Census papers suggest agency chose new deadline over accuracy
Internal documents show Census officials determined an Oct. 5 'target date' to end the count could meet apportionment deadline
The Census Bureau’s new “target date” to end in-person census counting on Oct. 5 could leave as many as 10 states less than fully counted, according to agency documents released in court Tuesday.
The new date, announced Monday by Commerce Secretary Wilbur Ross in a Census Bureau tweet, would allow the agency to meet a Dec. 31 statutory deadline for delivering apportionment data. The administration shortened its original timeline by a month, to Sept. 30, to finish the census in time to meet that deadline.
Last week, however, a federal judge ordered the Census Bureau to keep counting into October, ruling the shortened timeline may have violated administrative law.
During a hearing late Tuesday, U.S. District Judge Lucy Koh of the Northern District of California said the administration’s new ending date violated her order.
“This whole October 5 schedule adjustment, replan, banana, whatever you want to call it, is basically, in its own words, is trying to implement an enjoined date,” Koh said.
She then scheduled a hearing Friday to consider whether to hold the government in contempt for disregarding her order.
Government attorneys pushed back on that argument, saying it wanted to have options in case the 9th Circuit Court of Appeals allows the census to end.
Justice Department attorney August Flentje questioned “the notion that we are going to be placed in contempt for contingency planning… It’s just not a contempt situation.”
Numerous internal Census Bureau documents were released ahead of Tuesday’s hearing. Among them, an email by Census Bureau deputy director Ron Jarmin that said setting a new Oct. 5 deadline “allows us to meet the 12/31 deadline should that be reinstated on appeal.” That email was dated Sept. 25, the day after Koh’s order to keep the count going.
That email and other documents show the agency had considered continuing operations until all states hit the goal for the in-person count — 99 percent of households.
“This option would preclude meeting the 12/31 date, but furthers the goal of a complete and accurate 2020 Census,” Jarmin wrote of this other option.
By pursuing the Oct. 5 end date, agency documents projected at least one state would fall short of that 99 percent threshold: Alabama. As many as 10 could end up falling shy of that mark as recent storms, wildfires and late starts due to the coronavirus pandemic have scrambled counts nationwide, particularly in the southern states.
The new end date may also conflict with findings in Koh’s ruling.

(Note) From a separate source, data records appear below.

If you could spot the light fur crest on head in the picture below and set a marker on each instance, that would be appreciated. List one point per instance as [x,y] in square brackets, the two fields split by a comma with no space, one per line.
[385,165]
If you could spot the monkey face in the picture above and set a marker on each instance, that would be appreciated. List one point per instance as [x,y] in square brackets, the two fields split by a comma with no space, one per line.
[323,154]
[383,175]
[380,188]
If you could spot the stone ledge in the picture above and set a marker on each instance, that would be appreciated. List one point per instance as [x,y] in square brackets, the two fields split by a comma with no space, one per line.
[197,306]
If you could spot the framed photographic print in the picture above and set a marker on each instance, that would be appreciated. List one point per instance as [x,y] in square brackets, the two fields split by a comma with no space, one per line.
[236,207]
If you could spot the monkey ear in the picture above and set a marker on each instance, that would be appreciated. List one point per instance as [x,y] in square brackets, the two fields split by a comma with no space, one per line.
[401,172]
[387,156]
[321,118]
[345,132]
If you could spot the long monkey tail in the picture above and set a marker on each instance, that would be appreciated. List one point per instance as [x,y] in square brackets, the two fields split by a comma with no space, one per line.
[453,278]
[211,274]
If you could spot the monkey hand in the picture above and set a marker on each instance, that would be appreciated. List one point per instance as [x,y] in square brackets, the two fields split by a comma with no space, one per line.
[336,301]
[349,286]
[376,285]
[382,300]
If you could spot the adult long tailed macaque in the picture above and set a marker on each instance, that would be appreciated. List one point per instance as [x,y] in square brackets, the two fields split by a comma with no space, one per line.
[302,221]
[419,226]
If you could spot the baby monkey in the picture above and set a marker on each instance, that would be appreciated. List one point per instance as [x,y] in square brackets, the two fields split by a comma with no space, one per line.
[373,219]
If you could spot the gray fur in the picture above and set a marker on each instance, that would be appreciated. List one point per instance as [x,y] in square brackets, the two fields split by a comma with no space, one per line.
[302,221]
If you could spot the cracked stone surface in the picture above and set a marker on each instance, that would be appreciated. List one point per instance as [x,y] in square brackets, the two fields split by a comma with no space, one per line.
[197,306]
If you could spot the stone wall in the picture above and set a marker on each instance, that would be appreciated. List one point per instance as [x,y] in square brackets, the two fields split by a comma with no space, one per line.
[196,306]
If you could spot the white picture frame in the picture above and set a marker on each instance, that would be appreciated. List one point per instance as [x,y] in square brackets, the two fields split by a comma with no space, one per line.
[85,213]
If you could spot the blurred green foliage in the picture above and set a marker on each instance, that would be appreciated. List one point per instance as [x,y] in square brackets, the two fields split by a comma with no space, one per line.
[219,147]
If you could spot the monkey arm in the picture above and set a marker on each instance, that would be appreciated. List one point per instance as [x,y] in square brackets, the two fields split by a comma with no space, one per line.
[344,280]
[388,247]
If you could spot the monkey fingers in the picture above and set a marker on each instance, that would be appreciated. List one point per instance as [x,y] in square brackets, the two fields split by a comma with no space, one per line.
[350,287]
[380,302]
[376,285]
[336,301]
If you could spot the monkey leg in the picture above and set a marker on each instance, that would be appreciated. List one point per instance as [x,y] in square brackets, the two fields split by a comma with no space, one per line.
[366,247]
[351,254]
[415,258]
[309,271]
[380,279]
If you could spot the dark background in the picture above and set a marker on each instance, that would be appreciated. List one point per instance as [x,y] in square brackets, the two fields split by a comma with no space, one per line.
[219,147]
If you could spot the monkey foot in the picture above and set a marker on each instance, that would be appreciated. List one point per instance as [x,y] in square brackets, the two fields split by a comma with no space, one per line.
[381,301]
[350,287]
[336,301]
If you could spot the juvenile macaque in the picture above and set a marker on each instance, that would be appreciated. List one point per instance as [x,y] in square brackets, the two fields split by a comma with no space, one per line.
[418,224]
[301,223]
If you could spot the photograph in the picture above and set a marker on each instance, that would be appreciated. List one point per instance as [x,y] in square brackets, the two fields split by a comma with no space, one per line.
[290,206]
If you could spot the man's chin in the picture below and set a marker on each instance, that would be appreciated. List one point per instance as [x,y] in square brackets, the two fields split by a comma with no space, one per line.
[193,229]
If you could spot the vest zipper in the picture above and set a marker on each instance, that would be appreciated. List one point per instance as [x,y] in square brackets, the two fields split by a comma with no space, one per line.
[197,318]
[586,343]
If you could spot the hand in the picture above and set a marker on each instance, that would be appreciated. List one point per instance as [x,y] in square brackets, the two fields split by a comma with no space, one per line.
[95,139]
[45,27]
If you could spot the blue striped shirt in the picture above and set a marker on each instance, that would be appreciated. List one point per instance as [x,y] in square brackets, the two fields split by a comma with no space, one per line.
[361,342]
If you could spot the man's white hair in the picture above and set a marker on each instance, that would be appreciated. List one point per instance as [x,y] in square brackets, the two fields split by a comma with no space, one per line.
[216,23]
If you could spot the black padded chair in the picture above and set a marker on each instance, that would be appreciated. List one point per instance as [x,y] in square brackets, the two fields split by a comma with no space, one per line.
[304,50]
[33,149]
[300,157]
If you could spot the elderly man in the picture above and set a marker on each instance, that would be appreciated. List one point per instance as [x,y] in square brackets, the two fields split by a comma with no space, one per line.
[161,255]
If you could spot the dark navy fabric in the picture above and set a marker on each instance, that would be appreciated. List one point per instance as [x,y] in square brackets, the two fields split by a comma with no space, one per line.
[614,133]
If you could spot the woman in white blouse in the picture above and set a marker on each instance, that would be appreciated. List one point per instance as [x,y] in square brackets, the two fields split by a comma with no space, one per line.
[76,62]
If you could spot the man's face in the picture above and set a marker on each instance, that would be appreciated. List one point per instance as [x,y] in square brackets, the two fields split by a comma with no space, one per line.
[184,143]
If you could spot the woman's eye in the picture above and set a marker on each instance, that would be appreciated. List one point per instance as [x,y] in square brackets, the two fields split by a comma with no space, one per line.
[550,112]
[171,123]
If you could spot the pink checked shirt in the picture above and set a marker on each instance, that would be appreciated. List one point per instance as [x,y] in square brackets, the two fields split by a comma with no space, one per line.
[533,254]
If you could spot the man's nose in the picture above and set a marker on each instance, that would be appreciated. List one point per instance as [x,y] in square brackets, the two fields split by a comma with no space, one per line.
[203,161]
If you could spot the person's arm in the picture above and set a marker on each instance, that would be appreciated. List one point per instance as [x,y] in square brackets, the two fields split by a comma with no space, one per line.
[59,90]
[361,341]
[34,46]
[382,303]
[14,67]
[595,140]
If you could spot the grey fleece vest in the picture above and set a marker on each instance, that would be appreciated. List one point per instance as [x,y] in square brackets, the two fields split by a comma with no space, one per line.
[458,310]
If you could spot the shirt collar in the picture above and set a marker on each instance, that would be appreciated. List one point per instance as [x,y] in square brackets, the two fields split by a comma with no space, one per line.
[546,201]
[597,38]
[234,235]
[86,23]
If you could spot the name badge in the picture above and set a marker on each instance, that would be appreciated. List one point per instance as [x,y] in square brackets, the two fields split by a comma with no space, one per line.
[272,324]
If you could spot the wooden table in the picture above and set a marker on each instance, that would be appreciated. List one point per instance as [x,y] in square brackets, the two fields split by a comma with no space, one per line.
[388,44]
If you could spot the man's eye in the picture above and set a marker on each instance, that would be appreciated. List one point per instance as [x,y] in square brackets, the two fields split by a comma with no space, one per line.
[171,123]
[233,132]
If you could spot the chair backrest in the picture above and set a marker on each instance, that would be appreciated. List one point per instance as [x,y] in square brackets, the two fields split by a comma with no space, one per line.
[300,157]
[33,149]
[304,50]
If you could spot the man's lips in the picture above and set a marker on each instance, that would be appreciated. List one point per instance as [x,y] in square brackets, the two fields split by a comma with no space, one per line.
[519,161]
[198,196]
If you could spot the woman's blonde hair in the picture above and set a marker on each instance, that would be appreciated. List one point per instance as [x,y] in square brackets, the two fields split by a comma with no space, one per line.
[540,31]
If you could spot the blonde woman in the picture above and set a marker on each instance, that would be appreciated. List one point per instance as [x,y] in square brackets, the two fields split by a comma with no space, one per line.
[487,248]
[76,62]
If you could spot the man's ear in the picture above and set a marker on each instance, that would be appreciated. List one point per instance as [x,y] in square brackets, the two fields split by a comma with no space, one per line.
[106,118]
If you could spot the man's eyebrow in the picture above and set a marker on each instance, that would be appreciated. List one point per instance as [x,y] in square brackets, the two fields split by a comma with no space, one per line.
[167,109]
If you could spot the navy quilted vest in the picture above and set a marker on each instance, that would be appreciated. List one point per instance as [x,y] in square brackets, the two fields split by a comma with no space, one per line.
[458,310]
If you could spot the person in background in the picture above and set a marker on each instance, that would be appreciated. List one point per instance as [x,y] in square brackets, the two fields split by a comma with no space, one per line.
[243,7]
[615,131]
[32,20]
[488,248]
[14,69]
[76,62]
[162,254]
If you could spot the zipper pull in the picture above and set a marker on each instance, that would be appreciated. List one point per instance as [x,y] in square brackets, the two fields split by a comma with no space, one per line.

She found the agency did not balance the risks to accuracy from a shortened count when it decided on the Sept. 30 date in its “replan.”
“[The government] adopted the replan to further one alleged goal alone: meeting the Census Act’s statutory deadline of December 31, 2020 for reporting congressional apportionment numbers to the president,” Koh wrote. “In the process, [the government] failed to consider how [the government] would fulfill their statutory and constitutional duties to accomplish an accurate count on such an abbreviated timeline.”
The decisions about the last few days of in-person counting could have serious consequences for congressional apportionment. Three of the states with the lowest percentage of households counted were projected to gain or lose congressional seats next year: Montana, Florida and Alabama.
Census results are also used to draw legislative maps and guide more than $1.5 trillion in federal spending annually.
The agency’s rush to wrap up the count may be causing other problems. Several documents show that in other areas of the country the agency has increased the use of “proxy interviews” — asking a neighbor or landlord, which the agency considers less accurate than a direct interview — in order to meet goals.
Even where the agency hits its state-level goal, tribal areas and other localities may fall short, according to the documents.
The Census Bureau had shut down many of its counting operations in March due to the coronavirus pandemic. As a result, the agency originally requested that Congress pass legislation to extend the statutory deadline for the census by 120 days so the agency could deliver apportionment data by the end of April and detailed legislative mapmaking data by the end of July.
The schedule for the count changed around the time President Donald Trump signed a memorandum to exclude undocumented immigrants from apportionment. Trump signed the memo in July, but that effort but has since been enjoined amid a Supreme Court battle.
Shortly after Trump issued the memo, the administration stopped pursuing a deadline extension. In August, the Census Bureau announced it intended to stop in-person counting by Sept. 30 to deliver the apportionment totals by the end of the year.
Congress has several bills with bipartisan support to extend the deadline, all of which the White House has resisted. On Monday, House Democrats introduced their latest version of a coronavirus relief package, one that would extend the census deadline and mandate counting continue through the end of October.